I never intended for Sylvan to be a punishment. They sure took it that way. We have been hoping for improvements but nothing is changing. Therefore someone else needs to help us help the boys. What we are doing is not working. What they are doing is not working.

Gavin’s chin quivered when he answered Sue’s questions. He was brave and kept the tears at bay. Parker just put his head down and spoke so quietly you could barely hear him. Gwen, on the other hand, could not have been more excited to be in such a fun place! She was all smiles and enthusiasm. Sue got rid of her right away. She let Gwen go explore the transition table that was full of coloring pages and markers. Gwen was in little girl heaven.

Sue explained their token system, trying to sell the boys on the prizes they could buy with the tokens they earn. No prize could have soothed the searing pain in their minds. Gwen was thrilled by the trinkets on the shelves of the “store.” Unfortunately, Gwen is the only kid right now playing the school game. She can’t spell to save her life but she is a model student otherwise.

We didn’t talk long before taking the boys out of the fire and putting them back in the frying pan. Like lambs to their own slaughter, the boys followed us to the barbecue joint for dinner. Gavin forgave us quickly enough because he loves barbecue. Parker let his betrayal simmer. He claimed he hates barbecue. Dinner was a fairly quiet affair. Heath wouldn’t let me talk about anything until we got home.

After two separate conversations with the boys, we concluded that Gavin will not take the study skills test at Sylvan. Parker will take the math test. Gavin hates homework. He sounded like a mini me with his arguments against homework. All I could do was agree while reminding him it’s a fact of life and he still has to do it. I thought it was interesting that he admitted he would write silly answers on his math homework just to see what would happen. When the teacher didn’t say anything or even mark it wrong, Gavin knew the homework was a giant waste of time.

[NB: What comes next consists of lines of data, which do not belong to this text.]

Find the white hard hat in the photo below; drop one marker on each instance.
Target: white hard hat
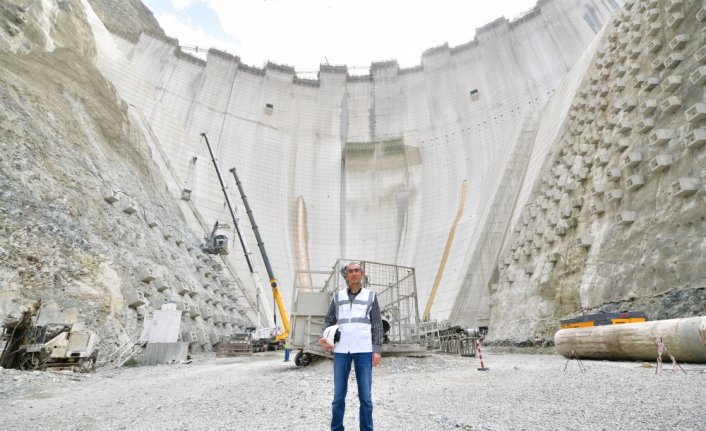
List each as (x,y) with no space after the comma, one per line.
(330,335)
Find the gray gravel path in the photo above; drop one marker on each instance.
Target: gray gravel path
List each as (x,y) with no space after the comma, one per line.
(438,392)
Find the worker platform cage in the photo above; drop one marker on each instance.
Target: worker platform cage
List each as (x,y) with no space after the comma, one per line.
(396,290)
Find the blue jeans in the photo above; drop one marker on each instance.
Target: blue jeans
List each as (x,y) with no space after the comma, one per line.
(364,377)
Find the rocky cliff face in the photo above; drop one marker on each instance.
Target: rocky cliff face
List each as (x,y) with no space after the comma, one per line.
(616,218)
(67,142)
(126,16)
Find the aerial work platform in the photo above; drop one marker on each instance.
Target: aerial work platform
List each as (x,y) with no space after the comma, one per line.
(396,290)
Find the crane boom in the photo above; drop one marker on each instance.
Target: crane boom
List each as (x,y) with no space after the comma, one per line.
(261,245)
(243,244)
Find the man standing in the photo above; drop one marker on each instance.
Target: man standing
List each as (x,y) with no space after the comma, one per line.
(357,313)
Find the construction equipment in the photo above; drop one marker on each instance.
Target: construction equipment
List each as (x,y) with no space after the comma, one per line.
(600,319)
(235,345)
(216,243)
(246,251)
(273,281)
(396,291)
(29,346)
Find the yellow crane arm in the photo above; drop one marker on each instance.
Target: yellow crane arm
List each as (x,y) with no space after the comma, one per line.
(282,311)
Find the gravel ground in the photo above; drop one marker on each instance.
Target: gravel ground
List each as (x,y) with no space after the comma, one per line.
(438,392)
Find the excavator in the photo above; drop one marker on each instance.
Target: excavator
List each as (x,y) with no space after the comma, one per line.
(216,243)
(276,337)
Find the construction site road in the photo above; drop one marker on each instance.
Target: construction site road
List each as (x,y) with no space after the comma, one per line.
(436,392)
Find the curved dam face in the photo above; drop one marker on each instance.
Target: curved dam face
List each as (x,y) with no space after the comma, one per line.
(685,339)
(379,159)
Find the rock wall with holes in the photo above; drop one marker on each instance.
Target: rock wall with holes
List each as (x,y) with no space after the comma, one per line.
(614,221)
(86,224)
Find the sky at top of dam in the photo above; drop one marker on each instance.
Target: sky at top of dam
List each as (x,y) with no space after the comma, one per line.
(307,34)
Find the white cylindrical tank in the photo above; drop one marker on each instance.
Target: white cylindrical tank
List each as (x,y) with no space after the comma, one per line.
(683,338)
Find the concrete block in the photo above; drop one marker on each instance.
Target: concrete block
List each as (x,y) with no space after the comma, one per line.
(701,14)
(700,55)
(650,83)
(614,195)
(674,20)
(685,186)
(183,288)
(634,68)
(128,206)
(549,236)
(638,79)
(624,126)
(160,285)
(651,15)
(695,139)
(673,60)
(696,112)
(678,42)
(561,230)
(674,5)
(698,76)
(671,104)
(660,162)
(654,28)
(189,337)
(648,106)
(585,241)
(671,83)
(660,136)
(164,327)
(601,158)
(631,159)
(657,64)
(597,207)
(598,188)
(167,233)
(151,220)
(645,125)
(625,217)
(165,353)
(146,274)
(634,182)
(134,298)
(613,174)
(653,46)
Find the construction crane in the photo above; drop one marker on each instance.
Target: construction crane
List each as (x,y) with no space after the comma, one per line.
(273,281)
(216,243)
(255,275)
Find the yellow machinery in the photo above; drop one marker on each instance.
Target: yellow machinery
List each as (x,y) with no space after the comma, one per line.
(273,281)
(280,337)
(600,319)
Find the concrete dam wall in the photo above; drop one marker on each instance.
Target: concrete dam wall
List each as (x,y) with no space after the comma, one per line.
(378,160)
(553,165)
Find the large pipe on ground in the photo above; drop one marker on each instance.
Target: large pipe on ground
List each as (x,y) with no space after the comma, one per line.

I appreciate his bold sleuthing but it’s still not okay. We told him to turn in honest work. He agreed he will start turning in his homework. I hope so. Why spend hours on something you don’t get credit for? I hope we got through to him that even though he’s bored in a lot of his classes, he still needs to play the game. The homework may feel like a waste of time but he still has to do it. He lost his technology privileges. We agreed if he can show us better study habits at home with better grades, we won’t make him do Sylvan.

Parker has complained about math enough that we are willing to pay the exorbitant fees to have Sylvan test him. Gavin is a chip off the old (father) block with his math habits. Being bored because no one else in the class can keep up. Not doing homework, etc. Parker is more like I was. I could barely keep my head above water when it came to math. We have the means to help him better understand so why wouldn’t we?

For now that’s where things stand. Parenting is not for the weak of heart. Sue put it best when she told the boys they are lucky to have parents who care enough to try interventions to help them succeed. They glowered then. Maybe one day they will agree. Family is there in good times and bad. As a result, barbecue may always taste like betrayal.